Filtering and adding columns

Here’s our table from the last lecture:

include tables

include shared-gdrive("cs111-2020.arr", "1imMXJxpNWFCUaawtzIJzPhbDuaLHtuDX")

municipalities = table: name, city, population-2000, population-2010
  row: "Providence", true, 173618, 178042
  row: "Cranston", true, 79269, 80387
  row: "Coventry", false, 33668, 35014
  row: "Warwick", true, 85808, 82672,
  row: "North Providence", false, 32411, 32078
end

Last time, we wrote a function that takes a single row of the table and determines whether the population is decreasing:

fun population-decreased(r :: Row) -> Boolean:
  doc: "returns true if the municipality's population went down between '00 and '10"
  r["population-2010"] < r["population-2000"]
end

We can use filter-with to return a new table of just the rows where population-decreased evaluates to true:

> filter-with(municipalities, population-decreased)

Notice that we’re passing a function as the second argument to filter-with. This function has to take in a Row and return a Boolean.

We can use this operation to get just the cities:

fun is-city(r :: Row) -> Boolean:
  doc: "get the value in the row's city column"
  r["city"]
end

> filter-with(municipalities, is-city)

And, we can combine all of these operations.
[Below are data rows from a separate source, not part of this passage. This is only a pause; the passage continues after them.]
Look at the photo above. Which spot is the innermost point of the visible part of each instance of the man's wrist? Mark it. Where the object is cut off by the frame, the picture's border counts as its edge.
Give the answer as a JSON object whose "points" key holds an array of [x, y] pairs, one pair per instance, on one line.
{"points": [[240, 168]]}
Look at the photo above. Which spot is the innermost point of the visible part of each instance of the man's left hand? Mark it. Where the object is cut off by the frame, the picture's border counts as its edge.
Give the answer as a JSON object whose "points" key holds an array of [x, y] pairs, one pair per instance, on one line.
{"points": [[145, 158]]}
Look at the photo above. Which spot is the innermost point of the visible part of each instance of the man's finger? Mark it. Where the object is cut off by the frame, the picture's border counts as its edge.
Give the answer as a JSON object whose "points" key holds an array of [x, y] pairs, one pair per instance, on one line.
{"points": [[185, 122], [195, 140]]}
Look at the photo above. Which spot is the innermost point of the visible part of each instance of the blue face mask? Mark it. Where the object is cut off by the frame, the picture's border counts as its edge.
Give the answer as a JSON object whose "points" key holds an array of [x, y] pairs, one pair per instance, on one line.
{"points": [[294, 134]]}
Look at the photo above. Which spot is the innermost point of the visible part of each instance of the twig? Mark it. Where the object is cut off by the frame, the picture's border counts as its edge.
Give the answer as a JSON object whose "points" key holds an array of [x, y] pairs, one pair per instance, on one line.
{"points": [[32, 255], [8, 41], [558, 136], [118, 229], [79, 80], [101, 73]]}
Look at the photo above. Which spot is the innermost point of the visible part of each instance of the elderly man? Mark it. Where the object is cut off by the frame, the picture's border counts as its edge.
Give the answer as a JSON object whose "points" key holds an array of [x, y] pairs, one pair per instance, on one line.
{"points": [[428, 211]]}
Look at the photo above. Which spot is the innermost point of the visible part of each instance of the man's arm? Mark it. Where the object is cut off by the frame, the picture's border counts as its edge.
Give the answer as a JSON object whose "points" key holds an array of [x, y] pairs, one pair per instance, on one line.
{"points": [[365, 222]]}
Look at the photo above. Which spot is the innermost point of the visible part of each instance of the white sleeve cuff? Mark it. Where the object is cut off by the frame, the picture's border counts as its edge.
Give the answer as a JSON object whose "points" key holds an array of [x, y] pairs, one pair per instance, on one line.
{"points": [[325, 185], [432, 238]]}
How would we get the city with the smallest population?

> sort-by(filter-with(municipalities, is-city), "population-2010", true).row-n(0)

Population change

Let’s work on solving a problem using our RI municipalities data. Let’s say we’re trying to figure out what the fastest-growing towns are in RI. In other words, we want a table containing only towns, sorted by the percent change in population. How would we go about doing this? What are the subtasks of this problem?

  • Filtering out the cities
  • Calculating percentage change in population
  • Building a column for percentage change
  • Sorting on that column in descending order

See the lecture capture for details on how this program is built up. Here’s what we ended up with:

include tables
include gdrive-sheets
include image

include shared-gdrive("cs111-2020.arr", "1imMXJxpNWFCUaawtzIJzPhbDuaLHtuDX")


municipalities = table: name, city, population-2000, population-2010
  row: "Providence", true, 173618, 178042
  row: "Cranston", true, 79269, 80387
  row: "Coventry", false, 33668, 35014
  row: "Warwick", true, 85808, 82672
  row: "North Providence", false, 32411, 32078
end

fun is-town(r :: Row) -> Boolean:
  not(r["city"])
end
fun percent-change(r :: Row) -> Number:
  (r["population-2010"] - r["population-2000"]) /
  r["population-2000"]
end

towns = filter-with(municipalities, is-town)
towns-with-percent-change = build-column(towns, "percent-change", percent-change)
fastest-growing-towns = sort-by(towns-with-percent-change, "percent-change", false)
fastest-growing-towns

Adding columns

We can write functions on rows that don’t return Booleans:

fun percent-change(r :: Row) -> Number:
  (r["population-2010"] - r["population-2000"]) /
  r["population-2000"]
end

We can add columns to tables using another operation: build-column.

build-column :: (t :: Table, colname :: String, builder :: (Row -> A)) -> Table

What’s going on in that signature? In particular, what’s the type of the builder parameter? builder needs to be a function that takes a row and returns…something! The values it returns will be the values in the new column we’re adding to each row. Imagine we have the following table:

a b
“dog” 2
“cat” 3

Let’s call this table t. If we have a function builder, then the value of build-column(t, "c", builder) is

a b c
“dog” 2 builder(<"dog", 2>)
“cat” 3 builder(<"cat", 3>)

For example, if we have:

fun builder(r :: Row) -> Number:
  string-length(row["a"]) + row["b"]
end

Then we end up with the following table:

a b c
“dog” 2 5
“cat” 3 6

Loading Google Sheets into Pyret

Later in this course, we’ll be working with very large tables, which would be a real pain to type into Pyret by hand. I’ve been unwilling to do that even for the 39 municipalities in Rhode Island! Luckily, we don’t have to type tables manually into Pyret–instead, we can load them from Google Sheets!

I’ve made a spreadsheet version of our RI municipality data, which includes every town and city. We can load it into Pyret as follows:

include tables
include gdrive-sheets

include shared-gdrive("cs111-2020.arr", "1imMXJxpNWFCUaawtzIJzPhbDuaLHtuDX")

ssid = "1jHvn5CPE6RkTTQRIXQbY5n5p4aiOH7fZsnwK2s6s6tc"
spreadsheet = load-spreadsheet(ssid)

municipalities = load-table: name :: String, city :: Boolean,
  population-2000 :: Number, population-2010 :: Number
  # true because the sheet has a "header" row
  source: spreadsheet.sheet-by-name("municipalities", true)
end

We can then work with this table just as if we had entered it manually.